Ignore common terms in field-based query

Let's say I have a search that matches two inputs (first name and last name) against first name and last name fields in my index.

My index contains very clean data - good first names, good last names.

However, the data entry driving the search query has poor quality data. Often the first name may actually contain a prefix such as "Mrs." instead of a first name like "Jessica".

So I may encounter queries such as "First=Mrs, Last=Robinson".

I'd like to define a list of words such as "Mrs, Mr, Ms, Dr, Prof" where if those are given as the First Name to search for, I'd want my search to behave as if they passed null/blank for first name instead, and focus on searching for Last name exclusively.
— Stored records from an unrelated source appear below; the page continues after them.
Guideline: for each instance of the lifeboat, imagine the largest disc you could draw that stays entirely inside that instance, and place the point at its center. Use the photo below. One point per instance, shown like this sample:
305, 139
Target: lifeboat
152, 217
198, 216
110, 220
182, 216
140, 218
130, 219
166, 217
However if a good first name (ie not one of those words) is given, I'd want the search to treat first name and last name equally in weight.

Is this possible to do?

What I've tried:

  • stop words / token filter: most advice I've found as in respect to the index / data ingestion phase, rather than cleaning up data inside a query.
  • script template + conditional clauses: This seems close, but it seems like I can only consider a field's presence in a query rather than react to a specific set of values in that field when present

How are you running the query currently? When a term is not found in a field, it doesn't contribute to the score so having tokens that never occur shouldn't be a big deal? Unless you are requiring that both the first name and the last name match?

Have you looked into configuring a search_analyzer on your first_name field that configures stop words?